I'm drinking away my Christmas cash. People are going to get bar receipts as presents.
The liquor store is having an inventory reduction sale. It would be a sin not to stop and help them out.
And we all know God doesn't like sinners.
Amen.
ok, I understand that your bathroom door is broken, but at least close the blinds next time you take a shit. The entire parking garage just watched you.
After doing lines off my chest, she said, "do you even know how fast I could suck your cock right now?!!" and her friend said, "yea she totally could".
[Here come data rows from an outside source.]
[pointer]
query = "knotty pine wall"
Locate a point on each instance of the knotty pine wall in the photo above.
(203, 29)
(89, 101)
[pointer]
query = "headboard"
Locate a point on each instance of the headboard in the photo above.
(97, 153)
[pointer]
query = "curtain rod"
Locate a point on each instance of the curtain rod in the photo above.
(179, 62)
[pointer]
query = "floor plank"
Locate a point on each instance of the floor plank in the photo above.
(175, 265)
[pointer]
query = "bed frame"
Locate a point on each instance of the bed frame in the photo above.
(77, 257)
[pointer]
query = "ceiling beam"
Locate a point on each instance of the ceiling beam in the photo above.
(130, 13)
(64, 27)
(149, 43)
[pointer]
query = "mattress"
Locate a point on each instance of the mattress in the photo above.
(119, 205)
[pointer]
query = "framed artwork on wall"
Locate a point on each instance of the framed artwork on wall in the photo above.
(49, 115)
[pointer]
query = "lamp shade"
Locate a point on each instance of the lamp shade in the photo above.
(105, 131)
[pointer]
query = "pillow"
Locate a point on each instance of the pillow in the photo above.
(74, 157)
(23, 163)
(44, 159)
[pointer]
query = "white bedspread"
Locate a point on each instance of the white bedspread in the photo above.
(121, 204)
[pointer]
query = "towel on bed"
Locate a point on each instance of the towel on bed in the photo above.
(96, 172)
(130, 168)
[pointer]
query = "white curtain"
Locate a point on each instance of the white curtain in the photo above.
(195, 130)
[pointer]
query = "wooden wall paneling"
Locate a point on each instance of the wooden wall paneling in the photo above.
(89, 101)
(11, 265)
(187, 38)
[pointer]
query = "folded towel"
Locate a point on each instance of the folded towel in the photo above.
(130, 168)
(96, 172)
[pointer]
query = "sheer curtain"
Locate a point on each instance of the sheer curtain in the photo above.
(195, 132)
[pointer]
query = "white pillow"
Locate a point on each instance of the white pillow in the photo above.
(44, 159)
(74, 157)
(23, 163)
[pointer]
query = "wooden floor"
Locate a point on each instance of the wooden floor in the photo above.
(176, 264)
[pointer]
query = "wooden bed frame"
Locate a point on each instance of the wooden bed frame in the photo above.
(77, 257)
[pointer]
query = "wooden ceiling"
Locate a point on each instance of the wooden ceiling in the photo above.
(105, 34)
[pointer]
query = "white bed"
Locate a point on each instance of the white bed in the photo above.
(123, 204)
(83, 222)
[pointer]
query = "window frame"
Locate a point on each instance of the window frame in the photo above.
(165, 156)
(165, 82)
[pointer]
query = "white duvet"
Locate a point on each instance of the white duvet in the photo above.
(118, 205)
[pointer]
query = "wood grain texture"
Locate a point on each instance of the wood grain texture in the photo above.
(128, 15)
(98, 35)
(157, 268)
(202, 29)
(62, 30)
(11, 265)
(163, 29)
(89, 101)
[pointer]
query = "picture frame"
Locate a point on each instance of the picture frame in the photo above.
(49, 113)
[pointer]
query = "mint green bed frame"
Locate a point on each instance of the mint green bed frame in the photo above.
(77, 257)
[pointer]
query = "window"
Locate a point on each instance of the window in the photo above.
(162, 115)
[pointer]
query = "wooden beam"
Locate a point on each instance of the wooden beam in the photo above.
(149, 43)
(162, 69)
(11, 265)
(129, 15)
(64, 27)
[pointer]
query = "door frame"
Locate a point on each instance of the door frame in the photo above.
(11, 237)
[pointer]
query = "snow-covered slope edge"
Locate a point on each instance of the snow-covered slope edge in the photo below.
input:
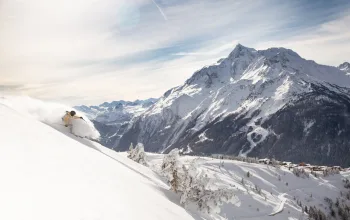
(48, 174)
(267, 103)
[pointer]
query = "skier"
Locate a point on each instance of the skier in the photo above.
(69, 116)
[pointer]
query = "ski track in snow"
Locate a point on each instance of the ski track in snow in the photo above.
(280, 207)
(258, 130)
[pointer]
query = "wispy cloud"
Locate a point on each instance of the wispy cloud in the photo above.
(108, 49)
(160, 10)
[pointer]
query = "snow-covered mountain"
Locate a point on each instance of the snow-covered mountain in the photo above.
(266, 103)
(111, 118)
(48, 173)
(345, 67)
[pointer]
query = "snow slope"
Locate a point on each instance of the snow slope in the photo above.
(280, 188)
(116, 112)
(231, 102)
(47, 173)
(112, 118)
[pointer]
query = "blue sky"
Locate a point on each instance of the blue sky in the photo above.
(87, 51)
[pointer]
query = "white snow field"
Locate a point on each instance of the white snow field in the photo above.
(51, 174)
(48, 173)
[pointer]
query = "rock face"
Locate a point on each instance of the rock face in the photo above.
(345, 67)
(111, 119)
(264, 103)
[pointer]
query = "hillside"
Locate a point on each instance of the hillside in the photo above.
(49, 173)
(112, 118)
(259, 103)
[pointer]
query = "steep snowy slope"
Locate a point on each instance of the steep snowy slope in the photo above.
(268, 192)
(111, 119)
(260, 103)
(50, 174)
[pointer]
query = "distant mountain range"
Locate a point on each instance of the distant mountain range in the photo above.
(258, 103)
(111, 118)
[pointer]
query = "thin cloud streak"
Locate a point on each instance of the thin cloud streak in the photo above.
(123, 50)
(160, 10)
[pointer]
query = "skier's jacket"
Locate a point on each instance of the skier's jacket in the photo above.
(67, 118)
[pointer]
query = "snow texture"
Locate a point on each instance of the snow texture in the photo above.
(246, 82)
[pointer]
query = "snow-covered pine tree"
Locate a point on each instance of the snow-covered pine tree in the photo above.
(173, 170)
(138, 154)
there is laundry and salad ALL OVER my car, i need context
I just remembered I opened the taxi door when I was at a red light last night and puked. And then when I was done I closed the door and told him he may proceed with caution.
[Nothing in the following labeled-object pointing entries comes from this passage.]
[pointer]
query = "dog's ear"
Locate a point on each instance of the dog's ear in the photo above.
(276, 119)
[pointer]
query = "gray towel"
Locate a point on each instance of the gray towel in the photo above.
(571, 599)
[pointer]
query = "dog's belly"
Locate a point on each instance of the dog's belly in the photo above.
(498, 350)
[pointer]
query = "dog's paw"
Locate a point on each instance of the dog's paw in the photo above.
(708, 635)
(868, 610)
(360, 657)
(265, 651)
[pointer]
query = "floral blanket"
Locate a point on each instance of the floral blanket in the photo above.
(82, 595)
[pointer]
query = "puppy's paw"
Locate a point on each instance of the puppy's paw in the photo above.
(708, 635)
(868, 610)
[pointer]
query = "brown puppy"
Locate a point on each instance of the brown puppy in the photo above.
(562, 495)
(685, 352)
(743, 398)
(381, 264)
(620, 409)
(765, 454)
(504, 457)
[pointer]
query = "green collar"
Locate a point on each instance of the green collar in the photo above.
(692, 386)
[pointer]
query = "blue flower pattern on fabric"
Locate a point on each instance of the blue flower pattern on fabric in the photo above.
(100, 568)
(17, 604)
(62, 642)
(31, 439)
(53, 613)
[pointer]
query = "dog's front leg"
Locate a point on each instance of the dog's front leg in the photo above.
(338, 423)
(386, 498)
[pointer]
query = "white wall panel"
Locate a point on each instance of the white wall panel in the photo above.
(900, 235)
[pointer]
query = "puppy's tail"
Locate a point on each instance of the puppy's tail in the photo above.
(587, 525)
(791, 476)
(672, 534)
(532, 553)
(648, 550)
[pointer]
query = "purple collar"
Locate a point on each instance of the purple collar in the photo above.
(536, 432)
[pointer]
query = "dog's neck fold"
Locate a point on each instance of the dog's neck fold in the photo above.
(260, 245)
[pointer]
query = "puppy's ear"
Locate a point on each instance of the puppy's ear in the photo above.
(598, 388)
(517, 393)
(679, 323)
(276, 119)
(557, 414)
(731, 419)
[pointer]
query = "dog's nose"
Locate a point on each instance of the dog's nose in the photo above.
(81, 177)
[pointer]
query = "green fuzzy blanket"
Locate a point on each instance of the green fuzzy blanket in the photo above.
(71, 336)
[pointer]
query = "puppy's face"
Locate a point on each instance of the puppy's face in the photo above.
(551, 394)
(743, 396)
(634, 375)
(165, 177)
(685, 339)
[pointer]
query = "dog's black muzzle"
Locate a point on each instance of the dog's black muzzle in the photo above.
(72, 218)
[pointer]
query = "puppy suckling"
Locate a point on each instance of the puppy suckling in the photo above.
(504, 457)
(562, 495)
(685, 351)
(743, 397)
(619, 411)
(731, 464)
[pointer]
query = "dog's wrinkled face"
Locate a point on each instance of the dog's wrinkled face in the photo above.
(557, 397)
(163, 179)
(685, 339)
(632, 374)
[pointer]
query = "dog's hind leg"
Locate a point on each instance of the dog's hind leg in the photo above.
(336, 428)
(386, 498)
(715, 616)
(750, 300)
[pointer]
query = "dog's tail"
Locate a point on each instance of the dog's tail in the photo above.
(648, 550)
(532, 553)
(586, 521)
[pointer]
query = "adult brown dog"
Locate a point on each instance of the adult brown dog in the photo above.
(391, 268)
well, the drug dealer I've been fucking the past 5 months gave me a chilis gift card for Christmas, so things are looking up.
Stories of my weekends have cause divorces, are you sure you wanna hang out?
I just puked behind a tree outside work, then walked past my manager with puke in my hair. Man, I'm gonna miss this when I get a real job.
If I don't go to Australia I'm using that towards a new car. If I do I'll use it to buy a koala.
Seriously, I woke you up with tacos, I think I deserve the best girlfriend ever award
I'm just trying to absorb as much of the fluids from the carpet as I can.
Pretty sure the guy I hooked up with Saturday gave me a buy one get one free coupon for chipotle. Who said nice guys don't exist?
honestly my period and I are just as surprised to see each other every month
He picked me up in Smart Car with the license plate “MYWHIP.” I think my ovaries shriveled up and died.